Lorsqu'un procès est intenté, sitôt que les deux parties comparaissent devant le tribunal, l'une pour demander que la chose qui fait l'objet de sa réclamation lui soit adjugée, l'autre pour défendre au fond sur cette demande, il se forme entre les deux contendants une convention tacite par laquelle ils sont censés s'obliger mutuellement, l'un envers l'autre, à exécuter ce qui sera, en définitive ou en dernier état de cause, prononcé par le juge.
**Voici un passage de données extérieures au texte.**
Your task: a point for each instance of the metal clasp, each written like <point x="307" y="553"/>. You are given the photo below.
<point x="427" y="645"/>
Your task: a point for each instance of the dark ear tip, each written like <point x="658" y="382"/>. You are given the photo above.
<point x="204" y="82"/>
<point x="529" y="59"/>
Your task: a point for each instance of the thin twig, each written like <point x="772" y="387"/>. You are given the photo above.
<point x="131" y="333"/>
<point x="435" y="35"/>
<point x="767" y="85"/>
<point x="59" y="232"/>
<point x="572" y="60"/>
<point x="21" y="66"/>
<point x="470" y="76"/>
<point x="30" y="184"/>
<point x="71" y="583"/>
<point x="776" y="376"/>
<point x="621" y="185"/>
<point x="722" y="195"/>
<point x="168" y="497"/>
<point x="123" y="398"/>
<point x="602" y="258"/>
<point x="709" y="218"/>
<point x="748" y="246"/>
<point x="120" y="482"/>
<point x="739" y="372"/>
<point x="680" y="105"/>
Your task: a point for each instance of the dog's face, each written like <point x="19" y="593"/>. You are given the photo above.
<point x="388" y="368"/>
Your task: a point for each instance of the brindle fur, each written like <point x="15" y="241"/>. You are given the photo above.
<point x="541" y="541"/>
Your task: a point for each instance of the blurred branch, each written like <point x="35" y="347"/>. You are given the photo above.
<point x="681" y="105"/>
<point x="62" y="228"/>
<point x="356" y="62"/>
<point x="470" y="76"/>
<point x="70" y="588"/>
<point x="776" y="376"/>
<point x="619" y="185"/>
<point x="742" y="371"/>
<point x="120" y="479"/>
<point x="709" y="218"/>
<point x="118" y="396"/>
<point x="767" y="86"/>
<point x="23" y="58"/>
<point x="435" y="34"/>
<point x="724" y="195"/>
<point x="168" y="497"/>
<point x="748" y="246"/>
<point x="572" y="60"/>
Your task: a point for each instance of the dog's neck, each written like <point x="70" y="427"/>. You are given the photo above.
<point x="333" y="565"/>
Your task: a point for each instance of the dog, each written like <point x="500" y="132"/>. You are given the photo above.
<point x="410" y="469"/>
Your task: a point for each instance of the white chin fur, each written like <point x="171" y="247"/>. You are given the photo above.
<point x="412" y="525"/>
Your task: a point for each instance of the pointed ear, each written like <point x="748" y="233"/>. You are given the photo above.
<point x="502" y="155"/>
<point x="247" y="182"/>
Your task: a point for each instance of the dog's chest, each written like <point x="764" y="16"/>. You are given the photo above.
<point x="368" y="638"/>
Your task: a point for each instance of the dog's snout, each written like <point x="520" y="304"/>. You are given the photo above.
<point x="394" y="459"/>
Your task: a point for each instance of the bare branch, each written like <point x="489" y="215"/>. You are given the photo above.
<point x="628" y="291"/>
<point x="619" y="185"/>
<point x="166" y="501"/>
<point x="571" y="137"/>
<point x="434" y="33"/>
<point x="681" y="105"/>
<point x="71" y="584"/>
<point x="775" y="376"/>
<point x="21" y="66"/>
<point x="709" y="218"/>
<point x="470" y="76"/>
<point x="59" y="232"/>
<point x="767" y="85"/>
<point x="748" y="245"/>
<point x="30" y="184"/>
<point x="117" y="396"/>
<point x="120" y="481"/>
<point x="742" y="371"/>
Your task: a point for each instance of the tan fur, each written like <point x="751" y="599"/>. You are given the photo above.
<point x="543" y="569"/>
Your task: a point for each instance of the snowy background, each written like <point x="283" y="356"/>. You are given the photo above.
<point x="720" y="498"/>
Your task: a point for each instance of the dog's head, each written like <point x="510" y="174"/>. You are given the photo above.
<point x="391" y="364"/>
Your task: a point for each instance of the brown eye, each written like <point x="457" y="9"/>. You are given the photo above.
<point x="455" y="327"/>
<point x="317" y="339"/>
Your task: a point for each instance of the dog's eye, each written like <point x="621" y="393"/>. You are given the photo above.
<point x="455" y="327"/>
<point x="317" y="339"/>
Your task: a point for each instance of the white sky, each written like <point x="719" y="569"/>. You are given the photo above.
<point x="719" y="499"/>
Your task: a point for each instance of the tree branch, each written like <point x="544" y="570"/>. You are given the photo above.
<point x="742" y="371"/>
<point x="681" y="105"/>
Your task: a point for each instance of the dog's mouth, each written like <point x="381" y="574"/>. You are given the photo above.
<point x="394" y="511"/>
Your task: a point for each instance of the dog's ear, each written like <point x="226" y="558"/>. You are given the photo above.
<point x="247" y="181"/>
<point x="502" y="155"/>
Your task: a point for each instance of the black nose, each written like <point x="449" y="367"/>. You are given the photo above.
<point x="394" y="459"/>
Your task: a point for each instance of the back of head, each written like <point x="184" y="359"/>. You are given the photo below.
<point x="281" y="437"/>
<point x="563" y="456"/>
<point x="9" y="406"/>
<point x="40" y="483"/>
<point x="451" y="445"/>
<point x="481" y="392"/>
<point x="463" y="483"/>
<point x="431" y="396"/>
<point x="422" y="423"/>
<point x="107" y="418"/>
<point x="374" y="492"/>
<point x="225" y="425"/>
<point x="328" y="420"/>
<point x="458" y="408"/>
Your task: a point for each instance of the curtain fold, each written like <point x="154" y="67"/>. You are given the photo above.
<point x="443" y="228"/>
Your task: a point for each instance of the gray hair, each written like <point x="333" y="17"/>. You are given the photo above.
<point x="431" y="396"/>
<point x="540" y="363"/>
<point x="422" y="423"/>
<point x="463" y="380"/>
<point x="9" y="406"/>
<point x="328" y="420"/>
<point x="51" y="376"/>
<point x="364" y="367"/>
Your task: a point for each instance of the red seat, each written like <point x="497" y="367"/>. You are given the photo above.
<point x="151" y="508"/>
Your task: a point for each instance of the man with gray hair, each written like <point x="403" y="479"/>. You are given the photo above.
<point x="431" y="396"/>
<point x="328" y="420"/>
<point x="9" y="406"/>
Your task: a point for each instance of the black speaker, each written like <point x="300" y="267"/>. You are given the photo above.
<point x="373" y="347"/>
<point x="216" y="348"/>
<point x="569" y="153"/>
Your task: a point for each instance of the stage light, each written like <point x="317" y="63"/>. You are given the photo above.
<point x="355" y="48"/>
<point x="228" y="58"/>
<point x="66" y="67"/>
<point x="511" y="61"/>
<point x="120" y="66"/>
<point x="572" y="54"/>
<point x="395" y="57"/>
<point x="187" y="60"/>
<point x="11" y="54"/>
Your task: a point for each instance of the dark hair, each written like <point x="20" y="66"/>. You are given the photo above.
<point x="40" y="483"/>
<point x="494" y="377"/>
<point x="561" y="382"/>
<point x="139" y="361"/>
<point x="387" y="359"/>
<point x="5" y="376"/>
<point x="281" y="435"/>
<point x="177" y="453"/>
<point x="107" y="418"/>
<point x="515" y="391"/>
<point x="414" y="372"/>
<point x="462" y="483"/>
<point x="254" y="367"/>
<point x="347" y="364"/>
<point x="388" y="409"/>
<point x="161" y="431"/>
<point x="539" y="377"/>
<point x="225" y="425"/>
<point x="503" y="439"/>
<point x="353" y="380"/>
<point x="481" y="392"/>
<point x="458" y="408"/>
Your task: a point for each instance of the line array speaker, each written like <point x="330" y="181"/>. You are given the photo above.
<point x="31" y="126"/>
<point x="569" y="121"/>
Cette convention, ce compromis judiciaire ne diffère d'un compromis arbitral qu'en ce qu'il n'est point, comme ce dernier, spontané de la part de celui qui est forcé de comparaitre pour pouvoir se défendre; mais du reste, formé par le consentement réciproque des colitigants, il opère entre eux une obligation nouvelle, une sorte de novation dont l'effet est de remplacer tous les autres titres par le jugement qui intervient sur leurs différends, et qu'ils sont censés avoir promis d'exécuter, sans qu'il soit besoin, par la suite, de remonter aux causes qui l'ont précédé : «Litis contestatio contractus est et obligatio nova, nam secutâ condemnatione, actio pristina convertitur in actionem judicati atque ita novatur. (Cujas, ad l. 29, ff. de novat.)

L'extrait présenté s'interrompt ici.